- Education: Claremont McKenna College University of Colorado Boulder Colorado State University (PhD)
- Occupation: Statistician
- Spouse: Brian J. Williams
- Father: V. S. Huzurbazar
- Relatives: Snehalata V. Huzurbazar (sister)

= Aparna V. Huzurbazar =

American statistician

Aparna V. Huzurbazar is an American statistician known for her work using graphical models to understand time-to-event data. She is the author of a book on this subject, Flowgraph Models for Multistate Time-to-Event Data (Wiley, 2004).

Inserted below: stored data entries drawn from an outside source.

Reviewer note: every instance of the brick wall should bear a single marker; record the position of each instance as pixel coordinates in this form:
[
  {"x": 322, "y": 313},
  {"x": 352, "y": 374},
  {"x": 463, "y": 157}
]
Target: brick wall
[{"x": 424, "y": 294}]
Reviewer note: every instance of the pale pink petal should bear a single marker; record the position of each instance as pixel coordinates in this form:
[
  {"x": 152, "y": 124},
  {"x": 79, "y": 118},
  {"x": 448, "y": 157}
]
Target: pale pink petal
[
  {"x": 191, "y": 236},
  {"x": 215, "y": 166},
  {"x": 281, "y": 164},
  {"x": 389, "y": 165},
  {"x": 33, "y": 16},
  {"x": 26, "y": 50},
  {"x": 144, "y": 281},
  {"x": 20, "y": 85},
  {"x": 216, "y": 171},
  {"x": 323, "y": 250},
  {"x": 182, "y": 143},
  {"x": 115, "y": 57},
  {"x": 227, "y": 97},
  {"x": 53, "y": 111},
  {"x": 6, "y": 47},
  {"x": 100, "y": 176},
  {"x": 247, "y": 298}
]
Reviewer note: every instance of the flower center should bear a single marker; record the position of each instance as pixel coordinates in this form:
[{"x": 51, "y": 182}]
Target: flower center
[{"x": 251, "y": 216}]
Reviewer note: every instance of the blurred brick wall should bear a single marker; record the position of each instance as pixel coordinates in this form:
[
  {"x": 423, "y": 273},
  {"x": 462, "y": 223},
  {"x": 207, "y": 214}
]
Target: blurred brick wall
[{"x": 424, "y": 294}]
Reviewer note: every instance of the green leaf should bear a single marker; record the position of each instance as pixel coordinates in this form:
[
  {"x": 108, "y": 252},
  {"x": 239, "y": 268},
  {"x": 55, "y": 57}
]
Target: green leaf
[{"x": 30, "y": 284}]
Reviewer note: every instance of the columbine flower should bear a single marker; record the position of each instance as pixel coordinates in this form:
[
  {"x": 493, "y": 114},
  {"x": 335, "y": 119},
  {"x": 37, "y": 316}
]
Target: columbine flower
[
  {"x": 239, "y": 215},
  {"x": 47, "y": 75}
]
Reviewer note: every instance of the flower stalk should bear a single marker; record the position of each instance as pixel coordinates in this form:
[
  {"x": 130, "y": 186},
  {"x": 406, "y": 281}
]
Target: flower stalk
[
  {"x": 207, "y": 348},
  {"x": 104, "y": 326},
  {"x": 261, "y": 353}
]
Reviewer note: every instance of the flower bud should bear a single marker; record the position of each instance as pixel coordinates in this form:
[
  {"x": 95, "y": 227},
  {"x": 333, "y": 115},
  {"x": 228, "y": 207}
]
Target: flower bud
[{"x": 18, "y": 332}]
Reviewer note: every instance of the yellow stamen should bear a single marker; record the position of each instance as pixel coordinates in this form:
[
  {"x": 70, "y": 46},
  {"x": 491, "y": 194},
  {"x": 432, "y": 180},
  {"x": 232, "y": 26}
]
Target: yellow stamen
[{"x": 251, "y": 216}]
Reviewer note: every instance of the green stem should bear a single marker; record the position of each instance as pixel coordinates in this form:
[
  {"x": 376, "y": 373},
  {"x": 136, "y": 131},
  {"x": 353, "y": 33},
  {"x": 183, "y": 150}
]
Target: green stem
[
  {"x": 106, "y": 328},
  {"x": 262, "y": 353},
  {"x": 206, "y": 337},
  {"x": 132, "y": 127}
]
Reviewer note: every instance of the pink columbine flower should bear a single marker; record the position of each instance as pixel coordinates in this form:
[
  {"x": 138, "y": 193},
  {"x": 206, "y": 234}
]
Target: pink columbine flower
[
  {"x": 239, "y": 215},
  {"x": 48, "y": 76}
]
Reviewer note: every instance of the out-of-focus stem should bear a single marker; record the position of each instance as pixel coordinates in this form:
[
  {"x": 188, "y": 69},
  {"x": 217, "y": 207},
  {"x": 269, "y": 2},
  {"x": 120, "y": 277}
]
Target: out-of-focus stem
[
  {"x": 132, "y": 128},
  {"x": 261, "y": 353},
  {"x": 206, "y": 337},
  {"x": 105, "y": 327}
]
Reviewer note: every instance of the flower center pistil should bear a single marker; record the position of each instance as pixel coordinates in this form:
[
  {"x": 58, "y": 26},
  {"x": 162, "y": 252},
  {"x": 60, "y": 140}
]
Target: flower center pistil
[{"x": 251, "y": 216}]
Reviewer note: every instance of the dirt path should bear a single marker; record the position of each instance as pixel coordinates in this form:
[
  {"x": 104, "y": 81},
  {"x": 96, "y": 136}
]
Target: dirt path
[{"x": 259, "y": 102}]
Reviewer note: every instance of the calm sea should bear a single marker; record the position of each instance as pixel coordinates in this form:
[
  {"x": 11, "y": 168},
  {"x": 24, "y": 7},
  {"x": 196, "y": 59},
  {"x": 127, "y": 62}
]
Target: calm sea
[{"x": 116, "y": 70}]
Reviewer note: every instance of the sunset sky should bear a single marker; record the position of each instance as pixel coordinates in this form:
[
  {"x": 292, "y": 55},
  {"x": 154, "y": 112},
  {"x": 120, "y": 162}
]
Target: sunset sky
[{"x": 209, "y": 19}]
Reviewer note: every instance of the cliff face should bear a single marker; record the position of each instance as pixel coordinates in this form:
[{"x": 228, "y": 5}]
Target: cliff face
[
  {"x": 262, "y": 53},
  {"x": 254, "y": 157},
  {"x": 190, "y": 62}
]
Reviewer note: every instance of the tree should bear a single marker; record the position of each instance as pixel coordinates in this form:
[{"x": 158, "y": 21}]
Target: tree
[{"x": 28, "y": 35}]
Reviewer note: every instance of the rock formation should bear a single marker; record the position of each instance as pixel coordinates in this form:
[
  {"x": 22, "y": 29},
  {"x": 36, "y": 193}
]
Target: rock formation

Huzurbazar is a research scientist at the Los Alamos National Laboratory.
She graduated in 1988 with two bachelor's degrees from two different universities: one in mathematics from Claremont McKenna College, and another in aerospace engineering from the University of Colorado Boulder. She completed a Ph.D. in statistics in 1994 at Colorado State University. Her dissertation, supervised by Ronald W. Butler, was Prediction in Stochastic Networks.
She took a faculty position at the University of Florida, but then moved to the University of New Mexico in 1996, and moved again to Los Alamos in 2007.

Huzurbazar is the daughter of noted Indian statistician V. S. Huzurbazar
and the sister of noted statistician Snehalata V. Huzurbazar;
her husband, Brian J. Williams of Los Alamos, is also a statistician.
All four are Fellows of the American Statistical Association; Aparna was elected as a Fellow in 2008, her father in 1983, Williams in 2015, and her sister in 2017.
Huzurbazar was also elected as a member of the International Statistical Institute in 2006.